Open API

This is a great example of one of those pieces that I’m not quite sure what to do with. When I wrote the initial sketch, I envisioned a series of tracks celebrating technology and our electronic world. The primary ostinato brought to mind all of those great 70s and 80s tv shows and school films that were trying to sound like the future. It also reminded me a bit of Vangelis’ Soil Festivities, one of my favorites.

Next came the giant phase sweepy string lead line which just screams Jean Michele Jarré to me. A dash of motion via Omnisphere and my sketch was done, and there it sat for many months.

I dusted it off today and added an 808 kick drum, and a CS-80 lead line, some simple fades, a dash of reverb, and the my debut of the Valhalla DSP Shimmer plug. It brought a little extra mojo on the CS-80 and provided those brilliant crystalline highs that are just beyond your conscious listening threshold.

This isn’t really meant to be a standalone piece, but part of a collection. We’ll see what pops up next in that regard. I do like that it’s a mix of modern digital and 70s analog. A bit of détente in the seemingly never-ending this versus that battles that are apparently part of being human.

Colophon:

  • MOTU Digital Performer 8
  • Kurzweil K2600XS (Primary ostinato, strings)
  • Access Virus TI (70s string lead)
  • Spectrasonics Omnisphere (Pulsing synth bass)
  • Roland TR-808 (Kick drum)
  • Yamaha CS-80 (Lead synth)
  • Valhalla DSP Shimmer and Vintage Verb

Mommy Likes Wine & Chocolate

Last week, a friend posted two home videos to Facebook of “family performance night.” Kids are natural hams and there just happened to be a great sample in it that instantly put some music in my head.
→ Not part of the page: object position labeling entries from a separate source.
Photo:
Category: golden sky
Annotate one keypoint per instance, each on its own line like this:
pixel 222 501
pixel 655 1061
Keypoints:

The main hooks were done in less than 30 minutes, and it took me another couple of hours to find the right drums, loops, and synth sounds.
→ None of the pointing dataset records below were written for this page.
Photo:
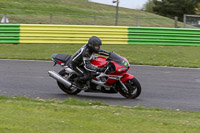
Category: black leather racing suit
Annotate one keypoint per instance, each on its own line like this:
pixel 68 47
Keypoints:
pixel 81 62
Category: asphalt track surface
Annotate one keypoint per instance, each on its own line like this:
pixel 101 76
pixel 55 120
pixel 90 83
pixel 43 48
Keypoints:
pixel 162 87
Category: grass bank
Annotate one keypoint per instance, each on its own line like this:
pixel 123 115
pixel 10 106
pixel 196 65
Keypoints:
pixel 178 56
pixel 22 115
pixel 77 12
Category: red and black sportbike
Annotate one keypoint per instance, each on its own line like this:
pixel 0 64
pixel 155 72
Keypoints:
pixel 115 78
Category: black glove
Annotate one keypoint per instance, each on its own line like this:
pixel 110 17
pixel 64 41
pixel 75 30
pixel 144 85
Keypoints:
pixel 101 69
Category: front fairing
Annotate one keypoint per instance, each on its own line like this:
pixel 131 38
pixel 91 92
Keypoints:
pixel 119 64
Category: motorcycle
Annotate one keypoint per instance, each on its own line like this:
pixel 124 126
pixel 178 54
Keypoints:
pixel 114 79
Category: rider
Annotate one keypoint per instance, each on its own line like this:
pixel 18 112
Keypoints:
pixel 81 59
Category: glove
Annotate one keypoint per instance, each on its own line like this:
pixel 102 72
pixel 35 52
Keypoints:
pixel 101 69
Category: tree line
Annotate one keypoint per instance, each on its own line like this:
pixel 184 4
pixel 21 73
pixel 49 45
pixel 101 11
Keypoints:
pixel 172 8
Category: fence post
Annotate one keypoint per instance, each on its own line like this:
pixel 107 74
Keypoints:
pixel 176 22
pixel 137 21
pixel 184 20
pixel 95 20
pixel 51 19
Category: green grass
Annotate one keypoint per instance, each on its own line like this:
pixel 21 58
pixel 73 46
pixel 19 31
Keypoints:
pixel 178 56
pixel 22 115
pixel 77 12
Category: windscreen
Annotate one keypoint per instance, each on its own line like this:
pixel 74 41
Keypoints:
pixel 118 59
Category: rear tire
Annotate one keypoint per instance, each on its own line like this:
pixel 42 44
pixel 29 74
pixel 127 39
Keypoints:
pixel 134 89
pixel 67 90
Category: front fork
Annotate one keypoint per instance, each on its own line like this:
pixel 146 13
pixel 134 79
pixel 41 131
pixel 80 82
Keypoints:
pixel 123 80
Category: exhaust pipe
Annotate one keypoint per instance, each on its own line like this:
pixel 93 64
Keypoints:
pixel 59 78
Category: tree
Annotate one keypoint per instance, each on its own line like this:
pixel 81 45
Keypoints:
pixel 197 9
pixel 171 8
pixel 149 6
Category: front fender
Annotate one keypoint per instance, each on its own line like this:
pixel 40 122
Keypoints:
pixel 126 77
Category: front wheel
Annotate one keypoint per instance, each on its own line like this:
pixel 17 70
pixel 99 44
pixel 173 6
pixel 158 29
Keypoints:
pixel 68 90
pixel 133 89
Of more technical interest, this is the first track where I’ve worked using the “gain staging” approach to digital recording. From the very early days, the conventional wisdom has been to record signals as loudly as possible (peaks hitting just under 0 dB). The current manual for MOTU Digital Performer says this:

When recording, get as high a level as possible without any clipping. Before you record, always sample the entire range of the audio input you will be recording and adjust the input level accordingly. Ideally, the loudest part of the signal should peak just below zero dB.

After reading several threads on Gearslutz.com that mentioned gain staging as a way to get less muddy sound, I did some research on what that meant. In a nutshell, you record at a much lower volume (peaks averaging -16 to -12 dB or so) so that the DAW and plugins have sufficient headroom to do their jobs without introducing a lot of distortion. I always heard this in my mixes as a sort of fuzzy granularity. For lack of a better phrase, it sounded like there was sand in the mix.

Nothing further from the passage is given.